L'actualité du livre
Littératureet Littérature Américaine  

Bye-Bye vitamines
de Rachel Khong
10/18 - Domaine étranger 2019 /  7,50 €- 49.13  ffr. / 213 pages
ISBN : 978-2-264-07440-9
FORMAT : 11,0 cm × 18,0 cm

Première publication française en avril 2018 (Les Escales)

Caroline Bouet (Traducteur)


Patrimony

Ruth, la narratrice, trente ans, vient d’être quittée par son fiancé Joel. Appelée à la rescousse par sa mère Joan, elle retourne chez ses parents passer une année, grâce à un congé sabbatique de l’hôpital où elle est échographe. Son père, Howard Young, éminent professeur d’histoire à l’Université, a un comportement de plus en plus bizarre, et vient d’être diagnostiqué souffrant de la maladie d’Alzheimer. Il jette ses vêtements dans les arbres, se promène en pyjama dans la rue... mais il a des moments de lucidité et une poignée d’étudiants de troisième cycle, avec la complicité de Ruth, constitue une classe une fois par semaine, malgré l’interdiction de l’administration, pour faire croire à Howard qu’il est encore capable d’enseigner.
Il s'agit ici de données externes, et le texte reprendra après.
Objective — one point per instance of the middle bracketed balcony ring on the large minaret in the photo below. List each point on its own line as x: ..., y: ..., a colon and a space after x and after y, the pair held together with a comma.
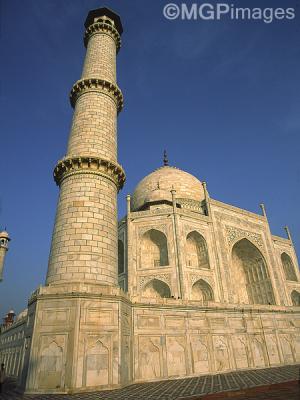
x: 97, y: 85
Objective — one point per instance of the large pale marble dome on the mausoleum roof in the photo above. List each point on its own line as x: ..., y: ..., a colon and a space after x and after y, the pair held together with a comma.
x: 157, y: 186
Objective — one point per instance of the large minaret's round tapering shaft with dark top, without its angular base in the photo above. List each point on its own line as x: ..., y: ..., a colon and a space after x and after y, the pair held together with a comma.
x: 84, y: 241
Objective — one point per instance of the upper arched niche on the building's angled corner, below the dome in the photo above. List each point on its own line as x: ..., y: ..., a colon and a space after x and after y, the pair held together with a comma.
x: 154, y: 249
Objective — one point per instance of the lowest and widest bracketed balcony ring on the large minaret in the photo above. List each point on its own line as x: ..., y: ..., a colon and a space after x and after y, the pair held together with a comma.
x: 69, y: 166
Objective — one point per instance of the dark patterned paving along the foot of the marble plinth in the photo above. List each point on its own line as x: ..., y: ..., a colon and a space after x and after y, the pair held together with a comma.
x: 234, y: 385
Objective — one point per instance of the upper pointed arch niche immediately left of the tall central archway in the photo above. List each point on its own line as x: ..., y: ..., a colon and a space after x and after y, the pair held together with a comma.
x: 196, y: 251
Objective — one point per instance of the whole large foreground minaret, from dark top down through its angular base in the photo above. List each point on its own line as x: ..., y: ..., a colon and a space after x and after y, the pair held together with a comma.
x: 78, y: 335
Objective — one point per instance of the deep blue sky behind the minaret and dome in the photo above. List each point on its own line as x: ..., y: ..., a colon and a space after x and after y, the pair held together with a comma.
x: 222, y: 96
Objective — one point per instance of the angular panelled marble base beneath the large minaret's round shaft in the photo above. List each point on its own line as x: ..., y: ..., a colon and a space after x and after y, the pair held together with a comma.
x: 80, y: 339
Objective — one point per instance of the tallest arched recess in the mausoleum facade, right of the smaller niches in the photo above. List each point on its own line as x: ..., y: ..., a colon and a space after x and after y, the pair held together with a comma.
x: 250, y: 277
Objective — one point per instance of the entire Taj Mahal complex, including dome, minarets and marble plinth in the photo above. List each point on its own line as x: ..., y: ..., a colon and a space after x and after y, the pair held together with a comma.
x: 183, y: 285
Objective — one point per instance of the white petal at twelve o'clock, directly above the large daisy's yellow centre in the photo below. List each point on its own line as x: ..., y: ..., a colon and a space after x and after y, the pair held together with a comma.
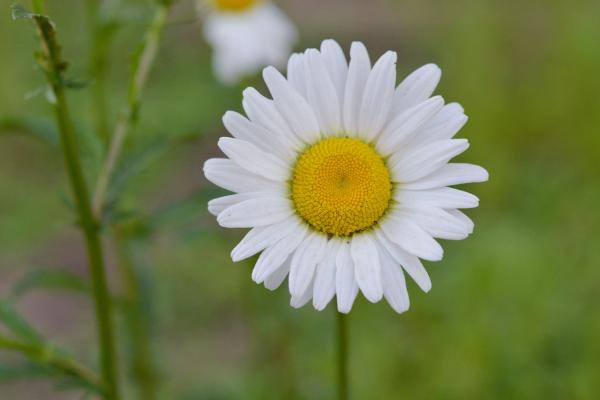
x: 358, y: 73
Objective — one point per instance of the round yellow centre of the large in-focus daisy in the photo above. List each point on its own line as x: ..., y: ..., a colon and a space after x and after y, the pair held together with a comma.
x: 341, y: 186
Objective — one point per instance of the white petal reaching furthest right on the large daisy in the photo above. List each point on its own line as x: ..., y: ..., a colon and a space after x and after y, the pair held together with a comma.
x: 449, y: 175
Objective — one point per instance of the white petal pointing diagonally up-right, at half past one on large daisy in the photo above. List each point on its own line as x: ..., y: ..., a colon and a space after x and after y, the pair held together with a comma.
x: 406, y: 125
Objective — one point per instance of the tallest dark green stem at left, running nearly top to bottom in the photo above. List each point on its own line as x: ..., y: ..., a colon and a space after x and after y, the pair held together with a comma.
x: 53, y: 66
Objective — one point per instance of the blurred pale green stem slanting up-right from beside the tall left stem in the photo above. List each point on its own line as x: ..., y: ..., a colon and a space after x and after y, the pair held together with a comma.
x: 128, y: 119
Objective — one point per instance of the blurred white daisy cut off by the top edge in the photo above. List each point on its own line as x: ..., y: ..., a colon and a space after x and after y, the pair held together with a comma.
x: 246, y: 35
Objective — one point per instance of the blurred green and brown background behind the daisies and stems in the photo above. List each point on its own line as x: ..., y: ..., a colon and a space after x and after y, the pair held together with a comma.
x: 515, y: 310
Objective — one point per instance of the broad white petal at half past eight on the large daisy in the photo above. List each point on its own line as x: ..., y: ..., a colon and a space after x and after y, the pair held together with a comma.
x: 256, y: 212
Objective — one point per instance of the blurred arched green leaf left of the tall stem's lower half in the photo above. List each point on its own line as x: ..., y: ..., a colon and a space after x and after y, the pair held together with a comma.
x: 49, y: 279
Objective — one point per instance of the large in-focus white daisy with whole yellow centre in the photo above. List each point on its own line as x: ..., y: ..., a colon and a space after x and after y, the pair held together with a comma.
x: 343, y: 177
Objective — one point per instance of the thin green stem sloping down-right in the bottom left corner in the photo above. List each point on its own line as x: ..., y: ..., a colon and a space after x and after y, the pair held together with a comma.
x: 46, y: 355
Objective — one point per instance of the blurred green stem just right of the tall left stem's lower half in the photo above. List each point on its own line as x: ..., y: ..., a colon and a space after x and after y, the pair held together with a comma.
x: 143, y: 365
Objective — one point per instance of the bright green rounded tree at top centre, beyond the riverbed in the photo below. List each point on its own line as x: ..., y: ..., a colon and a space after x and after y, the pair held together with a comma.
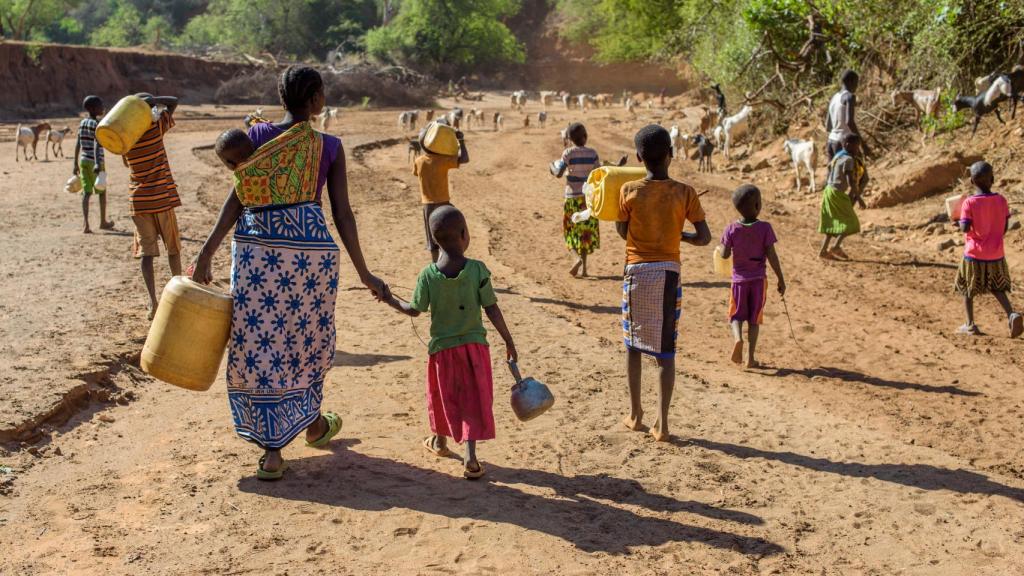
x: 449, y: 37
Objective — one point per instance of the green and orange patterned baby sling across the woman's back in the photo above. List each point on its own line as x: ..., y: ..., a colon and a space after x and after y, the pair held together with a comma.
x: 282, y: 172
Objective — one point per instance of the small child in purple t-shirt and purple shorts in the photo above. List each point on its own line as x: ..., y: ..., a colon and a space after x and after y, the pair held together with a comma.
x: 752, y: 244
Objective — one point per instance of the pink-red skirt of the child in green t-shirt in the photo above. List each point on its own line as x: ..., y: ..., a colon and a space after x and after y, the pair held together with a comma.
x: 460, y: 393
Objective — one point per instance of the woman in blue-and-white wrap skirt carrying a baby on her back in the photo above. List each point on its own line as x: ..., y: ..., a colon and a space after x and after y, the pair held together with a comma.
x: 285, y: 275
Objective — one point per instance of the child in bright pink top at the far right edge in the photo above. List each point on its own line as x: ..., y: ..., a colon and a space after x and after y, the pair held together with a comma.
x: 985, y: 220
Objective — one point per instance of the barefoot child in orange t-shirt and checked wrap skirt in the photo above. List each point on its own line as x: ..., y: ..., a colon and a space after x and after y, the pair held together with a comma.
x: 652, y: 216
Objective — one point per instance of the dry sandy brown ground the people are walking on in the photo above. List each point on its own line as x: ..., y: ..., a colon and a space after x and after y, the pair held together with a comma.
x: 882, y: 444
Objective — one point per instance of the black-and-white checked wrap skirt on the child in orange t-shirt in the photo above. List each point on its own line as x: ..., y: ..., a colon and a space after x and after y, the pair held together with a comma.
x: 652, y: 297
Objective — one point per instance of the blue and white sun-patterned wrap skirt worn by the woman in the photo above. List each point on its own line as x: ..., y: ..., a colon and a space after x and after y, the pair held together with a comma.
x: 284, y: 284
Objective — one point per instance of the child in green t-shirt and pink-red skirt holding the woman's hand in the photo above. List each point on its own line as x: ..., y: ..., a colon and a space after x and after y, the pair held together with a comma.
x: 460, y: 389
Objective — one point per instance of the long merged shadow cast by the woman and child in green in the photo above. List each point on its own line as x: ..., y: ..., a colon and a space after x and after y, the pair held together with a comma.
x: 352, y: 480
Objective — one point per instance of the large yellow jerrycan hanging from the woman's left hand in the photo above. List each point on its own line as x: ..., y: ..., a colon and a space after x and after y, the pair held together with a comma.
x: 189, y: 335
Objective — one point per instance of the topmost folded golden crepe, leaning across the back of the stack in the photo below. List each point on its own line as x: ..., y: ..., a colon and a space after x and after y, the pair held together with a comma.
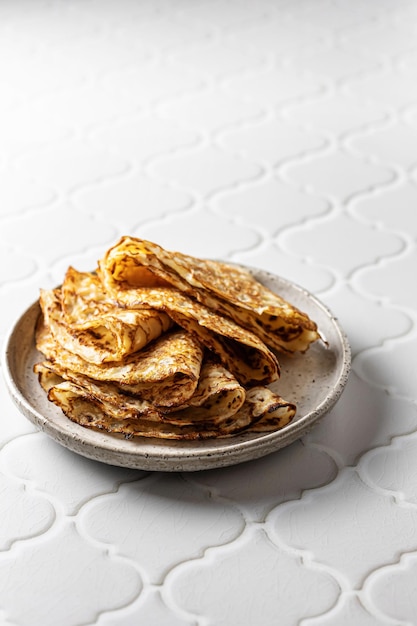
x: 226, y: 289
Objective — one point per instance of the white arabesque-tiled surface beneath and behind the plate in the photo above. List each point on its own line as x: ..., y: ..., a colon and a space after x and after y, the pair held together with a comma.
x: 281, y: 134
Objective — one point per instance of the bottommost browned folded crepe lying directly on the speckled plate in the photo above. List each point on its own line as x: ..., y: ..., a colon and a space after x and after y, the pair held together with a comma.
x: 96, y: 411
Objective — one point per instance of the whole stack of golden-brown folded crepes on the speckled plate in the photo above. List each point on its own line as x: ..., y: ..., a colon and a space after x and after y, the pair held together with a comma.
x: 161, y: 344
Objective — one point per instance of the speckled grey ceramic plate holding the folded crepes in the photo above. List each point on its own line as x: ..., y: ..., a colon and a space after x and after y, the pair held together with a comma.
x: 314, y: 381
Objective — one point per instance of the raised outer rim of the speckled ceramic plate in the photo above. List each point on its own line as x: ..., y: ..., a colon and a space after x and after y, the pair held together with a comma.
x: 177, y: 455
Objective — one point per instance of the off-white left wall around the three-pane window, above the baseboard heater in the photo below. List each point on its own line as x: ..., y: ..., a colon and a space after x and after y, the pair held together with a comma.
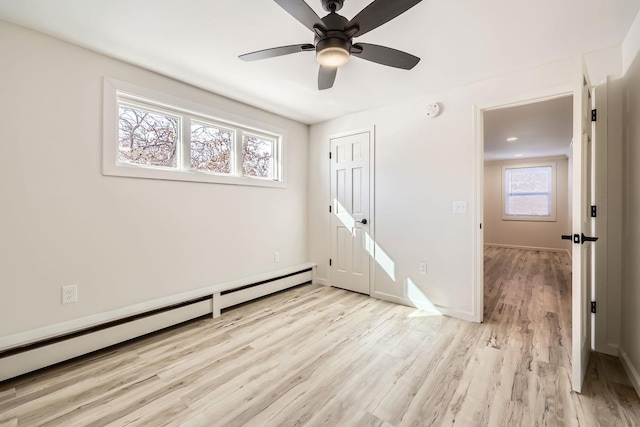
x: 123, y: 241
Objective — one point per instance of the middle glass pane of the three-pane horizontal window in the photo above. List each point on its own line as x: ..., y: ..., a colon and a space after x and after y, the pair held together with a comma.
x: 211, y: 148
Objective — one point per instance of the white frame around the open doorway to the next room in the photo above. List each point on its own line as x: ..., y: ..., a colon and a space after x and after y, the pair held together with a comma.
x: 478, y: 126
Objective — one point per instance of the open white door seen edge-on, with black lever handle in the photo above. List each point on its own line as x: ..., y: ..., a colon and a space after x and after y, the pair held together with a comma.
x: 582, y: 266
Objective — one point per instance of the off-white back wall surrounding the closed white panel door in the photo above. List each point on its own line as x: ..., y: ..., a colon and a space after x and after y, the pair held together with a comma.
x: 422, y: 166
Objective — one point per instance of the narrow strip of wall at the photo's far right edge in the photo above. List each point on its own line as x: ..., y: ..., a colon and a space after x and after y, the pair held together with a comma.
x: 630, y: 339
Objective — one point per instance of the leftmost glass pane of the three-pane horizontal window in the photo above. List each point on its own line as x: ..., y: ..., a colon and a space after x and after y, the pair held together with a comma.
x: 147, y: 138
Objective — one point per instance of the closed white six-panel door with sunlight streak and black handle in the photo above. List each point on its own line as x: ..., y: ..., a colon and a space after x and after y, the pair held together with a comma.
x: 350, y: 209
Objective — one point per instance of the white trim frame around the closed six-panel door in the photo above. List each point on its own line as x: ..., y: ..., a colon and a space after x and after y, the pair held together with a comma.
x: 372, y: 222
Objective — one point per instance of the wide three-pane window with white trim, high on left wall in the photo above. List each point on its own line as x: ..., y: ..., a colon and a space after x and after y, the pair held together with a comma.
x: 157, y: 139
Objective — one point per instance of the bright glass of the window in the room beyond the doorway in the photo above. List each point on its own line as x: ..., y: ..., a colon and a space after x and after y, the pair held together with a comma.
x: 528, y: 191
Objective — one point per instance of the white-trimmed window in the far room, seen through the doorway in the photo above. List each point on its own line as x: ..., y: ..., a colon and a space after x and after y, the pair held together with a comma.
x: 529, y: 193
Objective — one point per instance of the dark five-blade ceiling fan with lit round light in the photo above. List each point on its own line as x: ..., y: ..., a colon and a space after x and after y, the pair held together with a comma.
x: 333, y: 42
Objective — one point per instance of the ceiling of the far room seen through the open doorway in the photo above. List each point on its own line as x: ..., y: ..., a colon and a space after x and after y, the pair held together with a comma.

L’affaire tourne court mais permet à Ruth de faire la connaissance de Théo, fidèle admirateur de Howard.

Ruth réussit à instaurer dans la maison une alimentation normale car sa mère, très originale et hurluberlue, a des habitudes bizarres et a banni les casseroles de la cuisine. Ruth voit avec peine l’état de son père s’aggraver. L'érudit qu'elle admirait diminue petit à petit, s’enfonçant dans la folie malgré les efforts pour maintenir un semblant de normalité. Elle est obligée de sécuriser la maison pour éviter les accidents.

Le récit est conté sous la forme du journal de Ruth, un enchaînement d’anecdotes et de pensées farfelues qui déroute et reflète l’aggravation inexorable de la maladie. Finis la rationalité et l’équilibre de la famille qui vit dans un joyeux chaos rapporté par la narratrice avec un grand sens de l’humour. La narration, parfois dramatique, n'est jamais larmoyante, portée par beaucoup de tendresse et de finesse.

Les scènes poignantes alternent ainsi avec des moments plus amusants. L’auteure évoque souvent le temps qui passe... trop vite. Howard, dans ses moments de lucidité, lui lit le journal qu’il tenait quand elle était une adorable fillette pleine de questionnements. « Aujourd’hui, tu m’as demandé si j’avais déjà vu une mite en train de manger des vêtements et j’ai répondu avec honnêteté : non». Ruth évoque les gens qui changent, les choses oubliées, les êtres qu’on aime... et qui meurent. Sa nostalgie rappelle que la vie n’est jamais ce qu’on en imaginait enfant.

La famille évolue, c’est maintenant Ruth qui s’occupe de ses parents, bien qu’elle ait peur de gaspiller son temps avec des détails sans importance. Elle voudrait se consacrer à l’essentiel, l’amour de ses parents, mais la vie matérielle apporte obligations et fardeaux : Le quotidien d'un accompagnant de malade est très dur.

Ce premier roman d'une jeune Américaine de Los Angeles est attachant, réaliste et pétillant. Un premier essai prometteur, le portrait d'une famille dans toute sa complexité. «Tu ne voulais pas que je me sente obligée de rester. Tu m’as dit que tu ne voulais pas que je te vois te comporter comme un fou de Bassan. C’étaient tes mots. (…) Je t’ai dit que j’allais réfléchir à ta décision. Tu étais mon père, il n’y avait pas à discuter».